During the review period, the government made its enacted budget widely and easily accessible to the public, including online, but it did not publish its executive budget proposal or end-of-year report within a reasonable period.  Information on debt obligations, including major state-owned enterprise debt, was not published in a reasonable period.  Budget documents did not provide a substantially complete picture of the government’s planned expenditures and revenue streams.  Budget documents contained gaps and omitted details on natural resource revenues and allocations to and from state-owned enterprises.  The budget did not accurately categorize expenditures by ministry or government agency, and the government maintained significant off-budget accounts not subject to public oversight.  The government issued a revised budget to account for a significant discrepancy between the enacted budget and actual revenues and expenditures.  The supreme audit institution did not meet international standards of independence and its reports were delayed.  The government did not formally award any natural resource extraction licenses or contracts during the reporting period but specified in law or regulation procedures for awarding natural resource extraction contracts.  Despite the formal suspension of mining permits since 2009, some companies obtained licenses via a loophole in the law allowing the sale of existing permits, and the terms of these agreements were not made public.
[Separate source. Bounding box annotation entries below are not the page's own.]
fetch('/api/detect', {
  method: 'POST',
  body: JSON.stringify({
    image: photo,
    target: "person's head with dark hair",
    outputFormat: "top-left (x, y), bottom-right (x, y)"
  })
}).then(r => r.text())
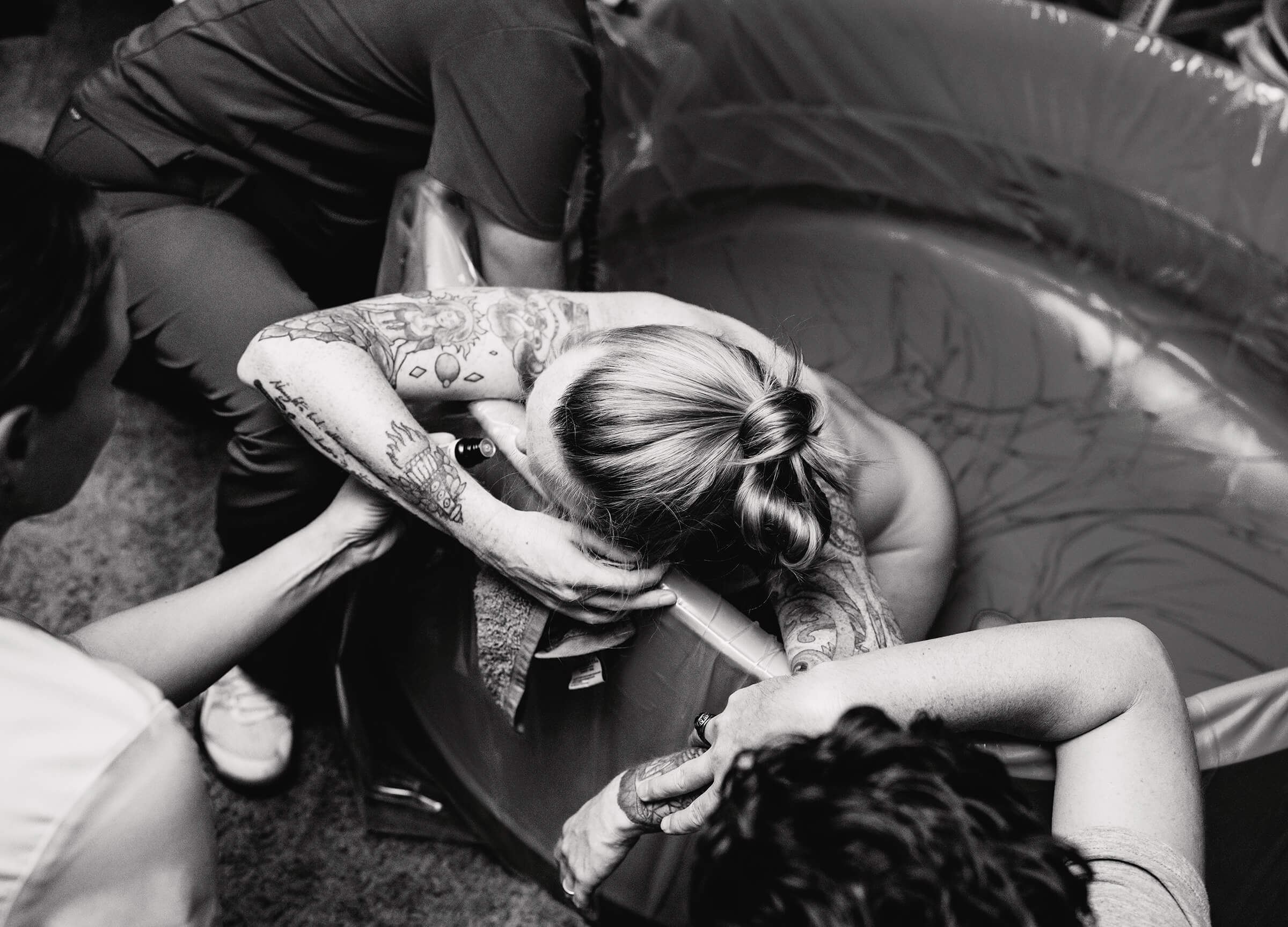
top-left (693, 708), bottom-right (1091, 927)
top-left (0, 144), bottom-right (128, 527)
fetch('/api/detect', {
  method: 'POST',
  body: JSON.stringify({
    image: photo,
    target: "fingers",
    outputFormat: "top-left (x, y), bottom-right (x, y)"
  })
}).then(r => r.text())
top-left (635, 750), bottom-right (715, 802)
top-left (581, 588), bottom-right (675, 614)
top-left (662, 784), bottom-right (720, 834)
top-left (581, 560), bottom-right (667, 596)
top-left (555, 841), bottom-right (598, 921)
top-left (577, 527), bottom-right (640, 565)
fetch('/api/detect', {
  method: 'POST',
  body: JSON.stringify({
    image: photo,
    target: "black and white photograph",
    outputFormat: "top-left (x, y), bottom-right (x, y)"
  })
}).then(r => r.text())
top-left (0, 0), bottom-right (1288, 927)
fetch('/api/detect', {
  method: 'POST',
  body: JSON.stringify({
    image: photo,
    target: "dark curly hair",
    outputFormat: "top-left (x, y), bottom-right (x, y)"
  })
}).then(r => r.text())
top-left (0, 144), bottom-right (116, 410)
top-left (693, 708), bottom-right (1091, 927)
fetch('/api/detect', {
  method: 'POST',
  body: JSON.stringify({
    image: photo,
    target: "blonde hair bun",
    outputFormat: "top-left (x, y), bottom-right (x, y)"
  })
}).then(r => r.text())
top-left (550, 326), bottom-right (841, 569)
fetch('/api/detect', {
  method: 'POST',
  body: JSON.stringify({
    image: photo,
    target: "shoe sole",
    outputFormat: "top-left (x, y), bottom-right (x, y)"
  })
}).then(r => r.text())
top-left (196, 695), bottom-right (295, 788)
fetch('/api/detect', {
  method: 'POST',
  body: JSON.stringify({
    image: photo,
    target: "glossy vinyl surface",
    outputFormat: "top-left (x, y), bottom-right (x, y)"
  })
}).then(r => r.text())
top-left (367, 0), bottom-right (1288, 926)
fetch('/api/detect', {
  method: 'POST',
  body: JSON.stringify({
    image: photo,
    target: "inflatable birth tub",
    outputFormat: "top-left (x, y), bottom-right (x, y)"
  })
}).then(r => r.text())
top-left (339, 0), bottom-right (1288, 927)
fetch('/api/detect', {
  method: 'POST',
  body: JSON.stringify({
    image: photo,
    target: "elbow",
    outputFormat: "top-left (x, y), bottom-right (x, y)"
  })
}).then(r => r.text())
top-left (1092, 618), bottom-right (1177, 703)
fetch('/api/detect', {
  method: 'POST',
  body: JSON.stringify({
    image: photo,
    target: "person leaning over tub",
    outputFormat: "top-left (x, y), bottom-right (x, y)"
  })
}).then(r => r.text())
top-left (555, 618), bottom-right (1212, 927)
top-left (238, 288), bottom-right (956, 672)
top-left (0, 144), bottom-right (400, 927)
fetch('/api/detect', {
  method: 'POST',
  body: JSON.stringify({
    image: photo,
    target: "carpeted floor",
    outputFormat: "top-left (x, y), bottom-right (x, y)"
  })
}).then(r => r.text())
top-left (0, 0), bottom-right (580, 927)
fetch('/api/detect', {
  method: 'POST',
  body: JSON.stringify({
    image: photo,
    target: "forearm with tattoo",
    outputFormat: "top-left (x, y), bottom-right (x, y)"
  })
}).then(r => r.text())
top-left (767, 479), bottom-right (903, 673)
top-left (617, 747), bottom-right (706, 830)
top-left (257, 287), bottom-right (590, 398)
top-left (255, 380), bottom-right (465, 524)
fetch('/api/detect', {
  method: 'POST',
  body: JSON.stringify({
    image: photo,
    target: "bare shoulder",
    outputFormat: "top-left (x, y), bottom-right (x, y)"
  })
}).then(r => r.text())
top-left (818, 375), bottom-right (957, 552)
top-left (590, 292), bottom-right (724, 335)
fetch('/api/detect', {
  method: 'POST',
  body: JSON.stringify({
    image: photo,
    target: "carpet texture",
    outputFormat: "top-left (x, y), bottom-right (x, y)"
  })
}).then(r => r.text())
top-left (0, 394), bottom-right (581, 927)
top-left (0, 0), bottom-right (581, 927)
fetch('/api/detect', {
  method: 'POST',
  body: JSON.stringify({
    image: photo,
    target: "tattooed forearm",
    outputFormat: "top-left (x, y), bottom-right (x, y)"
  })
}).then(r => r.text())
top-left (769, 479), bottom-right (903, 673)
top-left (257, 288), bottom-right (590, 389)
top-left (385, 422), bottom-right (465, 524)
top-left (255, 303), bottom-right (397, 384)
top-left (617, 747), bottom-right (705, 830)
top-left (255, 380), bottom-right (357, 469)
top-left (487, 288), bottom-right (590, 390)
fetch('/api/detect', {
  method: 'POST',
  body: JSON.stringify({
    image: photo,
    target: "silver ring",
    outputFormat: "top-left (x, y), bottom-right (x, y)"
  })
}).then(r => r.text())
top-left (693, 712), bottom-right (715, 747)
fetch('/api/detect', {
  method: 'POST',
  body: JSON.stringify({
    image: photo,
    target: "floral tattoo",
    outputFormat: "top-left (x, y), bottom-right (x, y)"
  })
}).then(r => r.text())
top-left (385, 421), bottom-right (465, 524)
top-left (767, 487), bottom-right (903, 673)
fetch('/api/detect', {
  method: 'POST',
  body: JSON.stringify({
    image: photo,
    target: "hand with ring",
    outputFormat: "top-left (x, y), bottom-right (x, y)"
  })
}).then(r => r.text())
top-left (693, 712), bottom-right (715, 747)
top-left (636, 667), bottom-right (836, 834)
top-left (555, 774), bottom-right (644, 919)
Madagascar’s fiscal transparency would be improved by:

  • Publishing an executive budget proposal and end-of-year-report within a reasonable period;
  • Publishing debt obligations within a reasonable period;
  • Breaking down in the budget expenditures by ministry or agency;
  • Ensuring actual revenues and expenditures reasonably correspond to those in the enacted budget;
  • Subjecting off-budget accounts to public oversight;
  • Providing greater detail in the budget on revenues from natural resources and allocations to and earnings from state-owned enterprises;
  • Ensuring the supreme audit institution meets international standards of independence and publishes reports within a reasonable period; and
  • Ensuring procedures for awarding natural resource extraction practices are followed in practice.